Because BRCA1 plays a central role in HR DNA repair (19), we next asked whether an HR defect induced by loss of other HR proteins would similarly cause the mitochondrial defect induced by BRCA1 depletion. In contrast to what was observed with BRCA1 depletion, depletion of BRCA2, a key participant in HR, did not cause defects in OCR (Supplementary Fig. S3A) but did disrupt HR, as shown by increased sensitivity to the PARP inhibitor olaparib (Supplementary Fig. S3B). Similar results were seen with RAD51 depletion, which did not affect OCR but did sensitize to olaparib (Supplementary Fig. S3C and S3D). Taken together, these results suggest that the role of BRCA1 in metabolism is independent of its role in HR and support a model in which BRCA1 deficiency reprograms mitochondrial metabolism in ovarian cancer.

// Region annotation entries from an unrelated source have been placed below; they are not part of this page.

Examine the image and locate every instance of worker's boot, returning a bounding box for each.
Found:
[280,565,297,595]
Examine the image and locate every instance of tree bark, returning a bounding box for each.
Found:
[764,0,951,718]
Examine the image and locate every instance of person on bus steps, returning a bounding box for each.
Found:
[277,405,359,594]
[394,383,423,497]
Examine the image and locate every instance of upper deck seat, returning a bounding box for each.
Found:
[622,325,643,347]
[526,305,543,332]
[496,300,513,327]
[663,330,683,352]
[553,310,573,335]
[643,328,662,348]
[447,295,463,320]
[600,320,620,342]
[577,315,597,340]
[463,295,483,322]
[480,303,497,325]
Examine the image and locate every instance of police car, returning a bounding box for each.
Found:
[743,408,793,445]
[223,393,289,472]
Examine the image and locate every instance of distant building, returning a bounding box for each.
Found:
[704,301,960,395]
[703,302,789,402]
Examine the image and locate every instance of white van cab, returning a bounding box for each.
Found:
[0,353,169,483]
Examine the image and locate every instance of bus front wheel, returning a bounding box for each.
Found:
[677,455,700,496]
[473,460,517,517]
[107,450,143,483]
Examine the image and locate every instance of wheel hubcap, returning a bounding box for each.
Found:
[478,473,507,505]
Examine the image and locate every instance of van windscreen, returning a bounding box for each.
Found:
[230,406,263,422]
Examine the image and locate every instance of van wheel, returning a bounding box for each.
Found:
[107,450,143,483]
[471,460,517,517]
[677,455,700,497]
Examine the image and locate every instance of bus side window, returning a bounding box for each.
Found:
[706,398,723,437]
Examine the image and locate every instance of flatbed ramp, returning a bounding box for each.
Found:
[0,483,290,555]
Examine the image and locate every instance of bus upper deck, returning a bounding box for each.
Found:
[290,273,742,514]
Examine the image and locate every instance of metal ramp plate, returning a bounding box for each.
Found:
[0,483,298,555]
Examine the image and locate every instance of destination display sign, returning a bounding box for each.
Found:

Upregulation of NNMT drives the metabolic alteration caused by BRCA1 depletion

To gain insight into how CDK12 and BRCA1 depletion affected mitochondrial respiration, we analyzed an RNA-seq dataset from control and CDK12-depleted OVCAR-8 cells (Supplementary Table S1). Consistent with previously published RNA-seq analyses (3, 20), CDK12 depletion altered the expression of genes involved in DNA replication, DNA repair, RNA processing, and RNA splicing (Supplementary Table S1). However, we also noticed that NNMT mRNA levels were increased approximately 4-fold in the CDK12-depleted cells (Supplementary Table S1). Because NNMT has been implicated in mitochondrial energy metabolism (11, 13, 21), and it is frequently overexpressed in multiple cancers (12), including HGSOC (13, 14), we asked (i) whether BRCA1 levels affected NNMT levels in cell lines and human tumors and (ii) whether NNMT overexpression could drive the decrease in OCR.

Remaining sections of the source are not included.